Generating biographies of marginalised groups

The world that research scientist Angela Fan sees around her is a lot more diverse than what she sees on Wikipedia. At Meta, Angela is working on solving the problem of representation on Wikipedia using artificial intelligence.

Wikipedia is often the first stop for many people looking for information about historical figures and changemakers. But not everyone is equally represented on Wikipedia. Only about 20% of biographies on the English site are about women and we imagine that percentage is even smaller for women from intersectional groups, such as women from Africa or Asia and women who work in science.

As a part of her PhD project as a computer science student at the Université de Lorraine, CNRS, in France, Angela worked with her advisor Claire Gardent to develop a new way to address this imbalance using artificial intelligence. Together, they built an artificial intelligence system that can research and write first drafts of Wikipedia-style biographical entries. There is more work to do, but we hope this new system will one day help Wikipedia editors create many thousands of accurate, compelling biography entries for important people who are currently not on the site.

Angela is open-sourcing an end-to-end artificial intelligence model that automatically creates high-quality biographical articles about important real-world public figures. The model searches websites for relevant information and drafts a Wikipedia-style entry about that person, complete with citations.

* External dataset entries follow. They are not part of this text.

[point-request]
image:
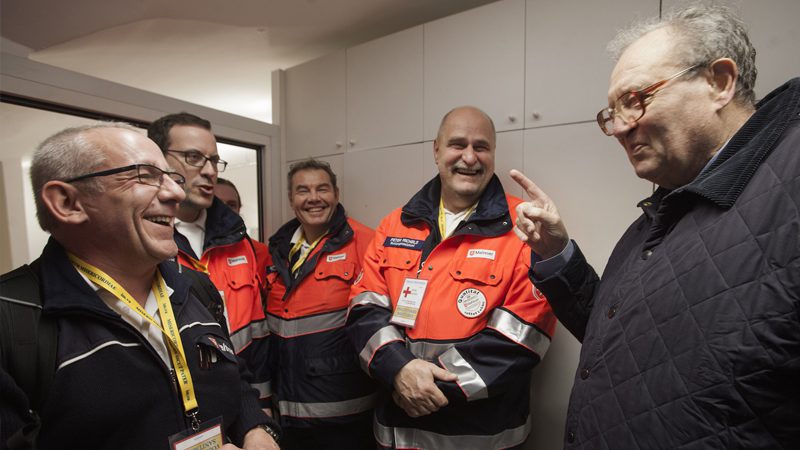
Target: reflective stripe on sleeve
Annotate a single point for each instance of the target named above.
(518, 331)
(468, 379)
(429, 351)
(327, 409)
(264, 389)
(371, 298)
(415, 438)
(306, 325)
(245, 335)
(381, 337)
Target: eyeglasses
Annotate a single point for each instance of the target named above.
(630, 107)
(197, 159)
(145, 173)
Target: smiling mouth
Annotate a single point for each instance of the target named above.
(161, 220)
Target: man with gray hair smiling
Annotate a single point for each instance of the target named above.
(104, 342)
(691, 338)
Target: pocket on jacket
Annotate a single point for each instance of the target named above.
(331, 365)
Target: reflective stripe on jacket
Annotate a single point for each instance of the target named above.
(480, 318)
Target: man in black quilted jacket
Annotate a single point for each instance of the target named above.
(691, 339)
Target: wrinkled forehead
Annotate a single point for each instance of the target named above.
(647, 60)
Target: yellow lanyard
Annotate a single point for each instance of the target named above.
(303, 255)
(172, 334)
(443, 220)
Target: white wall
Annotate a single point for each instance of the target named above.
(539, 68)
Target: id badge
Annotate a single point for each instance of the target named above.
(405, 313)
(208, 437)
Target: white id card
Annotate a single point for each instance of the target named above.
(405, 313)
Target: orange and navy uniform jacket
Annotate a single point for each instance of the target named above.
(480, 318)
(230, 261)
(316, 378)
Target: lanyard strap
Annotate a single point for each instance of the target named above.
(443, 219)
(171, 334)
(303, 254)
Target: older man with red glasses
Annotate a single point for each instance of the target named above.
(691, 338)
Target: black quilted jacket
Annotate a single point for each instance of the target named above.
(691, 339)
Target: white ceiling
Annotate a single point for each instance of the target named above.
(216, 53)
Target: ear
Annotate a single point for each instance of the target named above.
(723, 81)
(61, 199)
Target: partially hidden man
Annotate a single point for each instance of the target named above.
(211, 237)
(323, 398)
(136, 358)
(444, 316)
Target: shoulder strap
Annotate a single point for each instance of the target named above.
(28, 339)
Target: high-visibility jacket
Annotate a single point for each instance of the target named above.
(480, 318)
(316, 378)
(230, 261)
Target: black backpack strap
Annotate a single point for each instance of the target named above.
(28, 340)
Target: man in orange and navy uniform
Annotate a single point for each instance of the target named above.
(323, 398)
(444, 315)
(213, 239)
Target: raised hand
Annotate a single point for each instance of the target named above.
(538, 222)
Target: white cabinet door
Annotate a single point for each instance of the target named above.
(567, 66)
(377, 181)
(476, 58)
(588, 176)
(384, 91)
(772, 27)
(315, 107)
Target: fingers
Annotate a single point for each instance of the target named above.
(533, 191)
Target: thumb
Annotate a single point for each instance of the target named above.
(442, 374)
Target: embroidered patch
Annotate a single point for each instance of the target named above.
(238, 260)
(471, 303)
(334, 258)
(411, 244)
(481, 253)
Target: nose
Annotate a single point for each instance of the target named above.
(171, 191)
(469, 156)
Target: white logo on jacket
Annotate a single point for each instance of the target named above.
(481, 253)
(471, 303)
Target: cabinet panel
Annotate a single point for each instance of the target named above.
(589, 178)
(772, 27)
(476, 58)
(315, 107)
(384, 91)
(377, 181)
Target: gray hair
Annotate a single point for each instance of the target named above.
(68, 154)
(704, 33)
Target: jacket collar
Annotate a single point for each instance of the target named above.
(222, 227)
(725, 179)
(63, 289)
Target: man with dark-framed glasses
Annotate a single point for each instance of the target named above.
(104, 342)
(691, 339)
(212, 238)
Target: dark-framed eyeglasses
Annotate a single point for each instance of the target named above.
(197, 159)
(145, 173)
(630, 106)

Along with the model, they’re releasing a novel data set that was created to evaluate model performance on 1,527 biographies of women from marginalised groups. This data set can be used to train models, evaluate performance, and push the model forward. Angela believes these artificial intelligence-generated entries can be used as a starting point for people writing Wikipedia content and fact-checkers to publish more biographies of underrepresented groups on the site.

How the Model Works

The model first retrieves relevant information from the internet to introduce the subject. Next, the generation module creates the text, while the third step, the citation module, builds the bibliography linking back to the sources that were used. The process then repeats, with each section predicting the next, covering all the elements that make up a robust Wikipedia biography, including the subject’s early life, education and career.

Spotlighting More Underrepresented People on Wikipedia

Angela’s model addresses just one piece of a multifaceted problem. Some sources have a bias that must be considered. For example, when women are represented, their biographies are more likely to include extra details about their personal lives. A 2015 study found the word “divorced” appears four times as often in women’s biographies as it does in biographies of men. As a result, personal details end up being more likely to be mentioned in articles about women, distracting from accomplishments that should be in the spotlight and celebrated.

Wikipedia’s former chief executive explained how an algorithm discovered also found an important mistake on the site. While Wikipedia health articles are vetted by medical editors, for years some articles on critical women’s health issues, such as breastfeeding, were labeled “low importance.”

There is even more work to be done for other marginalised and intersectional groups around the world and across languages. Our evaluation and data set focuses on women, which excludes many other groups, including nonbinary people. According to a 2021 study on social biases on Wikipedia, articles about transgender and nonbinary people tend to be longer, but much of the additional space is devoted to their personal life instead of expanding on the person’s accomplishments. It’s important to recognise that bias exists in varying forms, especially in default online sources of information.

We hope that our techniques can eventually be used as a starting point for human Wikipedia writers — and ultimately lead to a more equitable availability of information online that can be accessed by students writing biographies — and beyond.